I'm a huge fan of Load Incorporated's XBLA racer, Mad Tracks. From the standard races to the goofy minigames and even the chaotic foosball with cars, I loved every second of it. Bought both expansion packs, spent hours upon hours playing with friends, and even have it on my memory card on the chance that I visit a friend's place and we need something to play on the 360. So, when I was given a chance to review their second XBLA racing title, Things on Wheels, I was all over it like a Twilight fan on Paramore tickets (shoot me later for saying that).
Things on Wheels is an arcade racer that has you driving RC cars around various rooms, yards, gardens and the like with the standard racing goal of getting to the finish line before your opponents (up to eight total racers). No arcade racer is complete without various items laying around to help you or hinder your opponents, and ToW is no different. There are four different items (boost, ice, lightning, and shield), and instead of them disappearing temporarily or being random like in nearly every other game they simply stay in the exact same spot. There are a few other race types, such as team racing or a time trial, but the idea remains the same: drive fast and get to that goal.
Mad Tracks fans will recognize and appreciate the detail that went into Things on Wheels. You'll race through bathrooms, gardens, yards, living rooms, and even over a slippery curling lane. The cars themselves are shiny and smooth, with nice little details down to the wagging RC antenna, and your cars and menus all seem to have a little bit of that "look of the future" you'd expect from a cartoon designed in the 40's or 50's. On the downside, there isn't much variety to the tracks, and unfortunately you'll see the occasional misspelled word or punctuation error (I'm a huge fan of proofreading, so it always saddens me). You'll also see a lot of the same things over the course of the game's 20 races, with more focus on the track design rather than the variety of backgrounds. The sounds of the game are standard racing game fare as you'll hear mostly your car, the sounds of power-ups, and occasional (or frequent) collision sounds based on what happens when cars hit different things. The music's got a nice touch to it as well, with a little bit of the same funk and flavor you heard in Mad Tracks.
The controls take a little bit to get used to. During the first few tracks, you'll probably find yourself hitting walls and skidding when you don't want to. For some odd reason, I found myself doing better with the faster yet "harder to control" cars than I did with the earlier vehicles, even when I went back after completing the game. Once you start getting the handling down, especially with the later cars, you'll be trying to shave seconds off your time with some success.

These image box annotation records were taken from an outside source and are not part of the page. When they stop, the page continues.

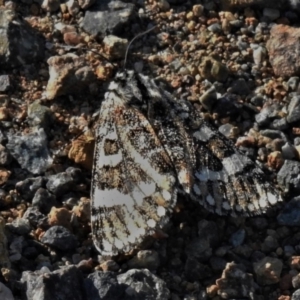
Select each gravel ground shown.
[0,0,300,300]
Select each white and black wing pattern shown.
[91,75,177,255]
[91,71,281,255]
[191,121,282,216]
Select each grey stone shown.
[84,271,126,300]
[16,176,44,201]
[46,53,95,100]
[199,85,217,110]
[281,143,298,160]
[255,104,281,126]
[287,96,300,123]
[32,188,58,214]
[231,78,250,95]
[216,263,255,299]
[229,228,246,247]
[5,218,31,235]
[27,101,52,129]
[207,23,222,33]
[0,282,15,300]
[0,8,44,68]
[253,256,283,285]
[185,237,212,261]
[184,258,212,282]
[277,160,300,192]
[46,172,76,196]
[6,128,52,174]
[0,75,10,92]
[263,7,280,21]
[82,0,134,36]
[287,76,299,91]
[117,269,170,300]
[259,129,288,142]
[103,35,128,59]
[127,250,160,270]
[271,118,289,130]
[41,225,77,251]
[198,220,220,247]
[277,196,300,226]
[22,207,46,227]
[21,266,87,300]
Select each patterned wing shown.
[91,91,177,255]
[139,74,195,193]
[191,121,282,216]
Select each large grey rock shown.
[0,8,44,68]
[83,0,134,36]
[21,266,86,300]
[6,128,52,174]
[117,269,170,300]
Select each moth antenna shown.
[123,26,157,69]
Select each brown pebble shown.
[279,274,293,291]
[64,32,82,46]
[0,168,11,185]
[0,107,9,121]
[289,256,300,271]
[100,260,120,272]
[206,284,218,298]
[68,134,95,170]
[267,151,284,170]
[48,207,72,230]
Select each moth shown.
[91,70,282,255]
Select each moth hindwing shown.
[91,71,281,255]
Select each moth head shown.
[108,70,147,108]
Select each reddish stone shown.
[266,25,300,77]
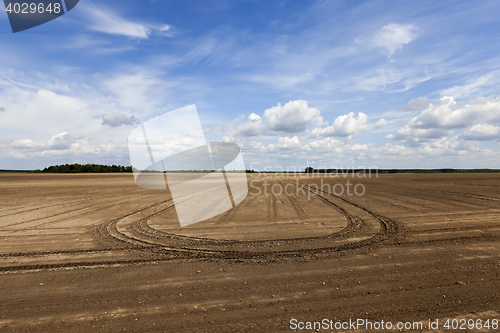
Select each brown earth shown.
[0,174,500,332]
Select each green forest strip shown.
[0,163,500,175]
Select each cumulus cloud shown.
[263,100,323,133]
[9,132,113,158]
[441,71,500,99]
[460,124,500,141]
[372,23,418,57]
[396,97,431,111]
[386,96,500,144]
[101,112,140,127]
[10,132,82,150]
[228,100,323,138]
[311,112,386,138]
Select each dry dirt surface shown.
[0,174,500,332]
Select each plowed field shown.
[0,174,500,332]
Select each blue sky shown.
[0,0,500,169]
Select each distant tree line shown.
[33,163,132,173]
[305,167,500,174]
[31,163,255,173]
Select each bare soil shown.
[0,174,500,332]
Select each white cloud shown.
[9,132,112,158]
[263,100,323,133]
[369,23,419,57]
[396,97,431,111]
[441,71,500,99]
[79,3,151,39]
[226,100,323,138]
[460,124,500,141]
[386,96,500,145]
[102,112,139,127]
[311,112,386,138]
[373,23,418,57]
[79,3,173,39]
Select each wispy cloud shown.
[370,23,418,58]
[79,2,174,39]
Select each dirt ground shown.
[0,174,500,332]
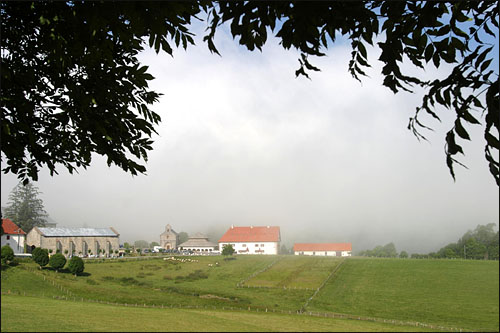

Unlike Mad Tracks before it, Things on Wheels is all about going fast hood-first toward the finish line. From your standard racing to the cooperative team races and time trials, your goal is to get from point A to point B as quick as you can. On one hand, this is great for people who enjoyed the racing in Mad Tracks, as it's essentially more of the same. On the other, people like me LOVED the wacky modes involving flinging your car onto a target or into vases, or the ones that had you playing soccer with cars. Those modes made Mad Tracks something fun for any occasion, serious or silly, and I can't help but feel it didn't help the game overall to focus on just the racing. Another change is the item system, as ToW has a mere four items, all of them fixed onto their one spot on the track. Sadly, this is another change that I wasn't a huge fan of, as one item (the ice one) felt completely useless, and the lightning one was a bit overpowered if you caught anyone in front of you (it hits ALL of them) without a shield or boost, slowing them down a couple seconds for you to zoom by. If you're in first, you feel pretty helpless as the seven racers behind you zap you for a solid 10 seconds. Take out the ice for a "red shell" and the lightning for, say, banana peels or oil slicks, and it'd make for more interesting battles among close competition. Finally, I had some trouble with the larger tracks having some seriously wide open areas with little guidance on where to go next. I got the idea after a couple laps, but anyone who hasn't played that track will find it quite lacking in the fun department when they're lost for the fifth time that race. Even with these complaints, the game is still a blast with friends, just as its predecessor was.
When the day is over, you probably zoomed through the whole single player experience in about four or five hours tops, maybe a bit longer if you bumped the AI up to a harder difficulty. Really, though, the game is all about having people over or playing on XBox Live. If you're looking for more of the chaotic multiplayer racing you found in Mad Tracks without the minigames, Things on Wheels isn't a bad place to start, especially for a mere ten bucks.